Hoffnung in den Hütten
Von Christian Selz, Port Elizabeth *
Die Würfel sind gefallen. Mit der offiziellen Bekanntgabe der
Wahlergebnisse durch die Unabhängige Wahlkommission am vergangenen
Samstag steht der regierende African National Congress (ANC) mit 65,9
Prozent der Stimmen als klarer Sieger der Parlamentswahlen in Südafrika
fest. Die Zweidrittelmehrheit, mit der die Partei die letzten fünf Jahre
regiert hat, hat der ANC damit allerdings knapp verfehlt.
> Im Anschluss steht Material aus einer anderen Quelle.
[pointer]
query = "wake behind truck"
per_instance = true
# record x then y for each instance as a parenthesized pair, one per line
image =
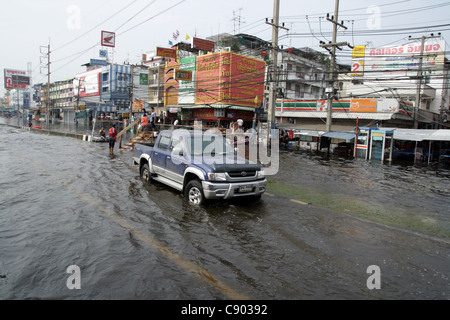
(202, 165)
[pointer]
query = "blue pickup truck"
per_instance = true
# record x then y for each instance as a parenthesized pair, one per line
(201, 165)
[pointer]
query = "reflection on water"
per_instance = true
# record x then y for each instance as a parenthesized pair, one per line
(67, 202)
Die Oppositionsführerin Helen Zille von der Democratic Alliance (DA)
dürfte daher erleichtert aufgeatmet haben. Sie hatte ANC-Spitzenkandidat
Jacob Zuma im Wahlkampf unterstellt, eine Zweidrittelmehrheit für
Verfassungsänderungen nutzen zu wollen, um so einem möglichen
Korruptionsprozeß gegen ihn endgültig aus dem Weg zu gehen. Zuma hatte
allerdings bereits vor der Wahl angekündigt, die Verfassung nicht
anzurühren. Dementsprechend zufrieden zeigte der 57jährige sich mit dem
Ergebnis: »Das ist keine Enttäuschung. Einige Journalisten haben
versucht, die Ziele zu verschieben, als deutlich wurde, daß wir mit
einer entscheidenden Mehrheit gewinnen. Sie halten nun die
Zweidrittelmehrheit für ein Thema, anstatt dem ANC zum klaren Sieg zu
gratulieren.« Und auch Parteisprecher Ishmael Mnisi wollte sich den
vierten Erdrutschsieg seit Ende der Apartheid 1994 nicht in eine
Niederlage ummünzen lassen: »Wir haben immer klar gesagt, daß wir einen
entscheidenden Sieg wollen. Der ANC hat nie eine Zweidrittelmehrheit als
Ziel ausgegeben, wir sind sehr zufrieden mit dem Mandat, das die
Menschen uns gegeben haben.«
Deutlich weniger zufrieden dürfte man bei der ANC-Abspaltung COPE
(Congress of the People) gewesen sein. Die neue Partei, die sich aus
Zuma-Gegnern und dem wirtschaftsnahen Flügel des ANC gegründet hatte und
im Wahlkampf noch die Übernahme der Vormachtstellung im Land am Kap
angestrebt hatte, mußte sich mit 7,4 Prozent der Stimmen begnügen.
Selbst das hauptsächlich von Angehörigen der Xhosa bewohnte Eastern
Cape, in dem COPE gegen den Zulu Zuma von Analysten Chancen eingeräumt
wurden, gewann der ANC mit knapp 70 Prozent der Stimmen. Da auch die
zulu-nationalistische Inkatha Freedom Party in ihrer Heimatprovinz
KwaZulu-Natal eine herbe Schlappe gegen den ANC einstecken mußte, läßt
sich klar ablesen, daß ethnische Zugehörigkeiten in Südafrika mehr und
mehr an Bedeutung verlieren. Wichtigste Oppositionspartei ist nach wie
vor die hauptsächlich von Weißen und Besserverdienenden gewählte DA mit
16,7 Prozent der Stimmen. Im neuen südafrikanischen Parlament sind
weiterhin neun kleine Parteien vertreten, einige davon mit nur einem Sitz.
Während die meisten deutschen Printmedien die Wahl Zumas, der den
Gewerkschaftsbund COSATU und die Kommunistische Partei Südafrikas zu
seinen wichtigsten Verbündeten zählt, überwiegend negativ und teilweise
gar als Untergang Südafrikas sehen, sind die internationalen Reaktionen
deutlich ausgewogener. So hebt beispielsweise die britische BBC Zumas
Erfahrungen im Lösen von Konflikten hervor.
Gewählt wurde Zuma für Programmpunkte wie eine Beschleunigung des
Hausbauprogramms für die Menschen, die noch immer in Hütten leben, den
freien Zugang zu guter Bildung und medizinischer Versorgung, mehr
Arbeitsplätze und die Bekämpfung der Kriminalität. Davon, wie der ANC
die hochgesteckten sozialpolitischen Ziele auch in einem Klima globaler
Rezession umsetzt, wird seine Wertschätzung in der Bevölkerung abhängen.
Die Hoffnungen, das zeigt das Wahlergebnis eindeutig, sind groß.